TPS has faced a complex legal battle

Temporary protected status allows immigrants from designated countries to live in the U.S. for up to 18 months when their country is unsafe to return to. Anyone from those countries can apply if they’re in the U.S. since a designated date. Those designations can be extended, and immigrants can apply for renewal. The Department of Homeland Security has voided designations for at least 10 countries, including Haiti and Syria.

Last year, the Trump administration moved to terminate TPS for Haiti early, instead of its original end date. A New York judge blocked that effort. Instead, the government issued a Federal Register notice saying the protections would expire in February 2026, and that the country no longer met the conditions to continue it.

This February, federal Judge Ana Reyes allowed granted plaintiffs’ renewed motion to stay the government’s termination pending further judicial review.

That allowed Haitians whose TPS expired in February to keep working and living here legally, although there was some confusion at first. In March, an appeals court upheld that ruling.

Now, a consolidated case with Syrian TPS holders (Miot v.
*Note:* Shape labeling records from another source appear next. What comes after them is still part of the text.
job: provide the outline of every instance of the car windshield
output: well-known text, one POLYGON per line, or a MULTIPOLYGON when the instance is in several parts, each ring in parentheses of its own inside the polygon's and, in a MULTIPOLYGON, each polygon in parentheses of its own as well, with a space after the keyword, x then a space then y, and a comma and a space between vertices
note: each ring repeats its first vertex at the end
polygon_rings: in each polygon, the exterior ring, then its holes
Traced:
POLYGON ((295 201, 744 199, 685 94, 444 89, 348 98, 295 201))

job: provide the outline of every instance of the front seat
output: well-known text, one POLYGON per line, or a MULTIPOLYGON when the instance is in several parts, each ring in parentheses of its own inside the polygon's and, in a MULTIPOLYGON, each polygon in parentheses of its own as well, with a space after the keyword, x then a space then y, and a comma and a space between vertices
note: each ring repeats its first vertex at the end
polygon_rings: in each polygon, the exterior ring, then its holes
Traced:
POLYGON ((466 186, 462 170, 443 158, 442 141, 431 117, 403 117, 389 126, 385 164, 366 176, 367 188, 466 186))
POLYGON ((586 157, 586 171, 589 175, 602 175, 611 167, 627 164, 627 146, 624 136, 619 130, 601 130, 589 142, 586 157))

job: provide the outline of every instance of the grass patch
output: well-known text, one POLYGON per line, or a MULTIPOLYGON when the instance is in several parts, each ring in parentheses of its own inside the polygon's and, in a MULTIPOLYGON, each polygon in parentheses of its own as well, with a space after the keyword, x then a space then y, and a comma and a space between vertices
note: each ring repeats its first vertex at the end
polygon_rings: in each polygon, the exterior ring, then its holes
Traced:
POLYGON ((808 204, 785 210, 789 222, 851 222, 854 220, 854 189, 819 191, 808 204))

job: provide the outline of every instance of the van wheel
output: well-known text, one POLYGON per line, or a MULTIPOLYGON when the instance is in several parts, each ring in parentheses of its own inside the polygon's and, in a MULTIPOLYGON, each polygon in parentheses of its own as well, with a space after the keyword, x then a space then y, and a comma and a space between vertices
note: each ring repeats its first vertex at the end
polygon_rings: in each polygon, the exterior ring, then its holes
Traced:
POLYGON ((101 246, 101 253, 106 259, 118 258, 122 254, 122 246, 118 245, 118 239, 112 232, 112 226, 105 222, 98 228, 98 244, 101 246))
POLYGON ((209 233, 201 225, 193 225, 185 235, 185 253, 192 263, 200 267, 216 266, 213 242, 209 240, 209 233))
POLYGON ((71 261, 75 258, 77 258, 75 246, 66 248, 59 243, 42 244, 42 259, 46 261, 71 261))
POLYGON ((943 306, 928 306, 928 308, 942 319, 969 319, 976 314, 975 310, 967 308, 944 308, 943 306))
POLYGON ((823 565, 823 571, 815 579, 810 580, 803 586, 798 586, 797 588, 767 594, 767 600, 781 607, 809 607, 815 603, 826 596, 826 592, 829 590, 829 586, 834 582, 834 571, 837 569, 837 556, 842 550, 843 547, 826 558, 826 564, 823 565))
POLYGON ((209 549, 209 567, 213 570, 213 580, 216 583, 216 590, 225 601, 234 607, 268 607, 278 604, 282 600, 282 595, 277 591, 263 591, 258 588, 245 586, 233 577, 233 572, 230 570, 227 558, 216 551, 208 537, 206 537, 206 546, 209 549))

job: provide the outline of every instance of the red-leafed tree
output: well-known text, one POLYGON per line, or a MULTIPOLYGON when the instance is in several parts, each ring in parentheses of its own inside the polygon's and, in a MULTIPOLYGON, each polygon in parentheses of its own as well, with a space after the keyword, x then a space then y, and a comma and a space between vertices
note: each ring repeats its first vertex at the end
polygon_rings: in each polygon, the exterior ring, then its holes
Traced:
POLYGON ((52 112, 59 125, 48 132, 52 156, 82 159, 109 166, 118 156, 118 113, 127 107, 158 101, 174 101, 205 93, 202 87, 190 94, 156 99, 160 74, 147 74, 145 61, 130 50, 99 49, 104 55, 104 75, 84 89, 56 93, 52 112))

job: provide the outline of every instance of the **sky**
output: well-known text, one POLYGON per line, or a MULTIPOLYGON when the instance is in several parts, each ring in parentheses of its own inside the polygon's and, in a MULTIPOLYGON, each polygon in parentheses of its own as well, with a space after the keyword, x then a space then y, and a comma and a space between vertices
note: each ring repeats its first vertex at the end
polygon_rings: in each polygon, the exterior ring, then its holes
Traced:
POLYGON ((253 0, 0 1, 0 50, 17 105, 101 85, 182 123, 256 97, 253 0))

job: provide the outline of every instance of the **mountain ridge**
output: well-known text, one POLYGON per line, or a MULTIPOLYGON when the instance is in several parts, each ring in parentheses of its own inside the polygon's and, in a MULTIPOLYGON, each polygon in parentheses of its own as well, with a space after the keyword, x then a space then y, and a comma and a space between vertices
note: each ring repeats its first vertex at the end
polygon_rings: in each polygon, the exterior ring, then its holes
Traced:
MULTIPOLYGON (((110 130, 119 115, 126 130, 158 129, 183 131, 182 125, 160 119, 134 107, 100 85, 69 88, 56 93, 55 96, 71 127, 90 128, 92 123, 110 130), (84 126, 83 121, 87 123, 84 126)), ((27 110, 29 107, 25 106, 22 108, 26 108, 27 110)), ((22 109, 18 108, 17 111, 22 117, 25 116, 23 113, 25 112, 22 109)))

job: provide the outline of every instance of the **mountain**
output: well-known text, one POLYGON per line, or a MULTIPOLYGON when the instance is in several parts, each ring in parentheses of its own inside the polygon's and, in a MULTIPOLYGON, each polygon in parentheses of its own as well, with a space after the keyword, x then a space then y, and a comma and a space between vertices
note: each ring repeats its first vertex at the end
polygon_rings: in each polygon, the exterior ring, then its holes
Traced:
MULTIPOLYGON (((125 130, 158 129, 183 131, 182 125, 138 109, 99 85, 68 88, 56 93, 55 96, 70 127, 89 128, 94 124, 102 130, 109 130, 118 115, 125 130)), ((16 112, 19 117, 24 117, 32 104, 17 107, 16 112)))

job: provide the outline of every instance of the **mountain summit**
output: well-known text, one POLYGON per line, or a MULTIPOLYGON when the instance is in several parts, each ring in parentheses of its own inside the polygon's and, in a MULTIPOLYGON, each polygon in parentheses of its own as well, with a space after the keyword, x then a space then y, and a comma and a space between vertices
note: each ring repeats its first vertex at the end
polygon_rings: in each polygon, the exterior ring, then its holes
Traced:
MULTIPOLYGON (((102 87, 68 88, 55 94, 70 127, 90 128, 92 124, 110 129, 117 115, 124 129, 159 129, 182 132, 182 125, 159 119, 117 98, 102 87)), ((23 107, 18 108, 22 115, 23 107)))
Trump) will be heard before the Supreme Court on April 29.

“We know it’s a long fight,” said Gabeau of IFSI in Mattapan. “However, every step of the way, every single victory is a way to really kind of bring awareness to the entire body of the Supreme Court so that they understand that it’s not just about policies. It’s about people’s lives.”

Pressley said that of the the Haitians in the United States, 20% work in health care, “bridging the critical workforce gaps that define our caregiving crisis.”

“This is not just about the fate of 350,000 Haitian nationals,” she told GBH of the Trump administration terminating the legal status. “This would ostensibly undermine the health care industry, the construction industry, and [leave] the hospitality industry, all but decimated”

Pressley serves as co-chair for the House Haiti Caucus and represents one of the largest Haitian diaspora communities in the country, many of whom live in Mattapan in Boston.

She also filed an amicus brief in the US Supreme Court with Senators Ed Markey, Chris Van Hollen, and Rep Wasserman Schultz this week.